Wie gesagt, die Farbe stockt ziemlich schnell – innerhalb von ein paar Sekunden wird sie dick und bildet bei weiterem Auftrag Klumpen. Das “fertige” Bild liess keine Leinenstruktur mehr durchscheinen sondern sah aus wie eine Gummischicht, die sich beim Trocknen jedoch vollkommen verlor; das getrocknete Bild ist um einiges heller, lässt die Leinenstruktur gut durchscheinen und hat ein leichtes kristallines Funkeln.
1.c. Bewertung
Die Hasennudeln, ein Abfallprodukt bei der Filzherstellung, sind sehr günstig (1 kg = ca 15 EUR, man braucht allerdings für große Mengen Leim geringe Mengen des Grundstoffs (und große Mengen Pigment, ich habe hier nur Erdtöne ausprobiert).
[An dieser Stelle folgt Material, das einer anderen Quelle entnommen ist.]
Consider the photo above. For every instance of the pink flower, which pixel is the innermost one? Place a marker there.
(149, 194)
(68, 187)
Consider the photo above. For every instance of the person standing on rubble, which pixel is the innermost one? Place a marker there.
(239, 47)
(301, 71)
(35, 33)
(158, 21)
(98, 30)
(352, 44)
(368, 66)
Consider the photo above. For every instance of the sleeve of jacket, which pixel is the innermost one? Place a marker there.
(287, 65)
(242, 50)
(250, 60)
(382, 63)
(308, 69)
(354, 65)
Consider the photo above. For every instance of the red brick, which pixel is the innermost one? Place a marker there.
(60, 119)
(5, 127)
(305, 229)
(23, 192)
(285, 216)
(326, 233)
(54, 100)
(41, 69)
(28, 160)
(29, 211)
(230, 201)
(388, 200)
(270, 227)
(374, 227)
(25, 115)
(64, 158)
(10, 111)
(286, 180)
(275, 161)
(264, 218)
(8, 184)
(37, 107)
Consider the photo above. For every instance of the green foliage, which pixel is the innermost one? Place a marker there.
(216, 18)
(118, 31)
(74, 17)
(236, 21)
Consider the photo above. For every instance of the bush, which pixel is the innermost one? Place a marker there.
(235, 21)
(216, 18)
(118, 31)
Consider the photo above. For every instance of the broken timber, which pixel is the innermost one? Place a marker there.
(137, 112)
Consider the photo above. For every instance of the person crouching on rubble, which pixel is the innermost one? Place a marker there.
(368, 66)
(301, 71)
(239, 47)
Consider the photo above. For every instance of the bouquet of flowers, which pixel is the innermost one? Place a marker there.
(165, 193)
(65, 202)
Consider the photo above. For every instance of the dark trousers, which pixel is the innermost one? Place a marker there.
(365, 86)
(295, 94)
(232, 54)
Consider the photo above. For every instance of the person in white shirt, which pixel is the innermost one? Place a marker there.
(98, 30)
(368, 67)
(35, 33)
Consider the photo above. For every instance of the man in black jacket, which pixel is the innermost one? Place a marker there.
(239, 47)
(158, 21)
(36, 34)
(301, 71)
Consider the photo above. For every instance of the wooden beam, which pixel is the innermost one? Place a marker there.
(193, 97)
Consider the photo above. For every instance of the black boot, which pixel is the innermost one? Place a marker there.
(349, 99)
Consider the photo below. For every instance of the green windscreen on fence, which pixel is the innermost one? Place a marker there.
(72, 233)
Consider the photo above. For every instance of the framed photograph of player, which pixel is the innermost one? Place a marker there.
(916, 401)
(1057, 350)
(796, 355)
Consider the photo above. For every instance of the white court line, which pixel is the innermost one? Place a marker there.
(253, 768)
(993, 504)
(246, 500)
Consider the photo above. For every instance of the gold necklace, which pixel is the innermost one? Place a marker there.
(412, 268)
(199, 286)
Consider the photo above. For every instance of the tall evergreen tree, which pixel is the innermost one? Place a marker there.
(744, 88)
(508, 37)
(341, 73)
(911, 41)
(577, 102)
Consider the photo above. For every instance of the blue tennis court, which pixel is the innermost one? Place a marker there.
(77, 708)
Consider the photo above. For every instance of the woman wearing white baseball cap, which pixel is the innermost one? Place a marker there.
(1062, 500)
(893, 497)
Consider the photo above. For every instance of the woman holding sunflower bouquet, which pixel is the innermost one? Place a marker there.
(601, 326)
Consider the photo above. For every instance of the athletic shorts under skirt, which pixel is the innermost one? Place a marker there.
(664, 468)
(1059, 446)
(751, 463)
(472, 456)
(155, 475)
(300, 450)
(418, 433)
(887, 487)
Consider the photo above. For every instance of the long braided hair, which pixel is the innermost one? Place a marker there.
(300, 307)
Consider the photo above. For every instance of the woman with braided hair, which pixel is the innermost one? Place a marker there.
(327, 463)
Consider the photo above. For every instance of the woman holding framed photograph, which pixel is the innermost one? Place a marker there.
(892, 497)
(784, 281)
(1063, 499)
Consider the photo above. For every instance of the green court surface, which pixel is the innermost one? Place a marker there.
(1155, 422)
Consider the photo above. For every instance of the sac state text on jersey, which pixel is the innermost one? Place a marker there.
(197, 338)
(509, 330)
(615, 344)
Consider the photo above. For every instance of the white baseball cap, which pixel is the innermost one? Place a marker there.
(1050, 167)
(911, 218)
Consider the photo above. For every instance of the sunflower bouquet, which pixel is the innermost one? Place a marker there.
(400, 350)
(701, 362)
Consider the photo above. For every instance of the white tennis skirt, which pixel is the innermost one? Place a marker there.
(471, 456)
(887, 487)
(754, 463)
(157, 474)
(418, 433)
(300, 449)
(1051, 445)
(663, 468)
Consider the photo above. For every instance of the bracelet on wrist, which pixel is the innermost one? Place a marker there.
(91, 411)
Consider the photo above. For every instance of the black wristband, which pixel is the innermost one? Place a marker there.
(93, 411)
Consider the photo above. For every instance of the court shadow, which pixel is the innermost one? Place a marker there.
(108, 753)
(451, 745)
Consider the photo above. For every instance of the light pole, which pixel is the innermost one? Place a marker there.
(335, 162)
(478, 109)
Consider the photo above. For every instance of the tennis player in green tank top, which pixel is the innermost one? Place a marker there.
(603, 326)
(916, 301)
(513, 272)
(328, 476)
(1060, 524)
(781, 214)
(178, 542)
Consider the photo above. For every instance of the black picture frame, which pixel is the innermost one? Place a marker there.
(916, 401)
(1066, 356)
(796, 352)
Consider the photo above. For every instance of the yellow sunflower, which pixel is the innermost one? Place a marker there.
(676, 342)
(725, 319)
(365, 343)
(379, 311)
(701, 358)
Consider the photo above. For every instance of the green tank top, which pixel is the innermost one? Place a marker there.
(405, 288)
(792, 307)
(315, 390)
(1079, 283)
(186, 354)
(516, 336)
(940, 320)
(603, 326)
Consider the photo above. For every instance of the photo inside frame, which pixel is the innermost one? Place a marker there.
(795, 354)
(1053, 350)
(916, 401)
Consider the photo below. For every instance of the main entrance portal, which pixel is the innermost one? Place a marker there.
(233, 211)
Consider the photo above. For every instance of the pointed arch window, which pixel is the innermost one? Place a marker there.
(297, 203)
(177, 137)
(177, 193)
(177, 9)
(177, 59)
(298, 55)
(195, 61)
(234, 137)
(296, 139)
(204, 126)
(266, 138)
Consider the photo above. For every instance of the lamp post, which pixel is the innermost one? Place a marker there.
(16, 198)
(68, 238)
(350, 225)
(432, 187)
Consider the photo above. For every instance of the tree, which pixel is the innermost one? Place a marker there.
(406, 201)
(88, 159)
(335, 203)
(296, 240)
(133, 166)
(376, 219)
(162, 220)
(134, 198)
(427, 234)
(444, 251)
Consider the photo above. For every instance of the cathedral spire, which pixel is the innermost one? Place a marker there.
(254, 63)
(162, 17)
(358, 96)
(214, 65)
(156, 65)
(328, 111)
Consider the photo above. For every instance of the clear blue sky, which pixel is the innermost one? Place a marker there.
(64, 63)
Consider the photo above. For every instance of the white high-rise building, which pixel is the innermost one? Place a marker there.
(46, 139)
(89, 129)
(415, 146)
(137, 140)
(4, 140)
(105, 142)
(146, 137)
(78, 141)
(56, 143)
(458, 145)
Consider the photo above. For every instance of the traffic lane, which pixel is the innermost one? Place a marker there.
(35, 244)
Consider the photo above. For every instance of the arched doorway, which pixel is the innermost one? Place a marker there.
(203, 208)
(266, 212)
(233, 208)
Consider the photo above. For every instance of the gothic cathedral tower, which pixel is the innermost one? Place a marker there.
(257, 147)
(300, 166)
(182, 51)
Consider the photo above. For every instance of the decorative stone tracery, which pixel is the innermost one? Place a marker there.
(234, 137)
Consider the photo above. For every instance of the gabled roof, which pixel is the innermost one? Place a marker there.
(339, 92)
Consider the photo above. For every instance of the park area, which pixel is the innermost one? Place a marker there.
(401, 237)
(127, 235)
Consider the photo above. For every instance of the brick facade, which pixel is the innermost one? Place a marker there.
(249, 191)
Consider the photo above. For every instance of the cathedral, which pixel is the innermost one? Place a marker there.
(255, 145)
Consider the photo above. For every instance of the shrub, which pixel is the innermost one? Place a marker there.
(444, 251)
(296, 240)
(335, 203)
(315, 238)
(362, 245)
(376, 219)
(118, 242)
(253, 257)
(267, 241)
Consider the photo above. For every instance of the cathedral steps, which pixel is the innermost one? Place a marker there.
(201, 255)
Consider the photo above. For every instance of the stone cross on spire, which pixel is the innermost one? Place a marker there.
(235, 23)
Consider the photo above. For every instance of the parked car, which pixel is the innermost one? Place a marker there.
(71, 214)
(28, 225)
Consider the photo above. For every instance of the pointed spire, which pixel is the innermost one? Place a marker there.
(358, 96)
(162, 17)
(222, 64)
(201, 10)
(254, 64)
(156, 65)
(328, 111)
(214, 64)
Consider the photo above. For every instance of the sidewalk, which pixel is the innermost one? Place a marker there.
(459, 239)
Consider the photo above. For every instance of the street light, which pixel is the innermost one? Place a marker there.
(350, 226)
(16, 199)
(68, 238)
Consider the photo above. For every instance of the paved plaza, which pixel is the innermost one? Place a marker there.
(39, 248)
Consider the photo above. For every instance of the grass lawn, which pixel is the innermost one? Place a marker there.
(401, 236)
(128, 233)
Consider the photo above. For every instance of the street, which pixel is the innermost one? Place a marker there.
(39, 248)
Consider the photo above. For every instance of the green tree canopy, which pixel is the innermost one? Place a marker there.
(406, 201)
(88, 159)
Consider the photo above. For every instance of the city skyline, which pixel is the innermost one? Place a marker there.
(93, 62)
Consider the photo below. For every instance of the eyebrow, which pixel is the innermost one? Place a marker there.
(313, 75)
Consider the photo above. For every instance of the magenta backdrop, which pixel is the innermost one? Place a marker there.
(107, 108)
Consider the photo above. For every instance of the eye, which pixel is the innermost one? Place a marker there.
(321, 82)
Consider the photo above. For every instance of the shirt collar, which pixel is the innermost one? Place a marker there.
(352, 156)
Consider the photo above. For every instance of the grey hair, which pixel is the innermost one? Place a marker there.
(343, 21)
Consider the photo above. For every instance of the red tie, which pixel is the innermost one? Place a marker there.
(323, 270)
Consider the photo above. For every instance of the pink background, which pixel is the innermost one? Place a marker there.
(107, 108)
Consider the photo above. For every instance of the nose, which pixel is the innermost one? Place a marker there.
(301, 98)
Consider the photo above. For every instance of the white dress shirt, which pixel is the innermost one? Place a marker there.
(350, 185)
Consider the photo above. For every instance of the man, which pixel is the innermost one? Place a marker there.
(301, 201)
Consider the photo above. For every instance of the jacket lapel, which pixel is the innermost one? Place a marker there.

Wie sich aus dem Namen “Leim” erahnen lässt, ist die Hauptaufgabe dieses Mittels das Kleben, weshalb es sich in erster Linie dafür anbietet; das Malen ist relativ unangenehm durch die klebrige, heisse Farbe, es ist zwingend notwendig sehr heisses fließendes Wasser in Reichweite zu haben um die Pinsel sofort nach Gebrauch auswaschen zu können.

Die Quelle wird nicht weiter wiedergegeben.